Pleiotropy describes the phenomenon whereby a single gene influences multiple, seemingly unrelated phenotypic traits. The HbS allele in sickle cell anemia is the textbook example: a single nucleotide mutation in the beta-globin gene causes abnormal haemoglobin polymerisation, leading to sickle-shaped RBCs, haemolytic anaemia, impaired oxygen transport, and progressive organ damage — all from one allele. Polygenic inheritance is the conceptual opposite: multiple genes, each contributing small additive effects, collectively determine a single trait. Human skin colour and height are polygenic traits, exhibiting the continuous bell-curve distribution characteristic of additive gene action.

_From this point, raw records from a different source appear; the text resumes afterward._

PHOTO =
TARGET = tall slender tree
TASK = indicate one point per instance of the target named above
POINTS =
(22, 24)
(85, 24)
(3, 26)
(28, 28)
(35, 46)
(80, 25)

Sutton and Boveri's Chromosomal Theory of Inheritance (1902) provided the physical basis for Mendel's laws by demonstrating that chromosomes behave during meiosis exactly as Mendel's alleles behave: they occur in homologous pairs, separate during meiosis (corresponding to Segregation), and non-homologous pairs orient independently at Metaphase I (corresponding to Independent Assortment). Thomas Hunt Morgan subsequently demonstrated gene linkage in Drosophila melanogaster: genes on the same chromosome are inherited together but can be separated by crossing over during Prophase I of meiosis. The frequency of recombinant offspring from a test cross measures the physical distance between linked genes, forming the basis of genetic mapping. One centimorgan (cM) equals 1% recombination frequency.

Dihybrid crosses involving gene interactions produce modified F2 ratios based on which classes of the standard 9:3:3:1 are merged: complementary gene interaction yields 9:7; recessive epistasis yields 9:3:4; dominant epistasis yields 12:3:1; duplicate gene interaction yields 15:1; and inhibitory interaction yields 13:3. All modified ratios sum to 16 (reflecting the 4 × 4 = 16 total combinations from a dihybrid cross).

For NEET preparation, the most frequently tested concepts from this topic are: Punnett square calculations for monohybrid and dihybrid crosses, the distinction between incomplete dominance and co-dominance, ABO blood group genetics and transfusion compatibility, pleiotropy versus polygenic inheritance, the limitation of Independent Assortment for linked genes, and the identification of modified dihybrid ratios with their gene interaction types. Mastery of Mendel's foundational framework and its principal exceptions provides a complete conceptual toolkit for 4–5 marks of NEET Biology per year.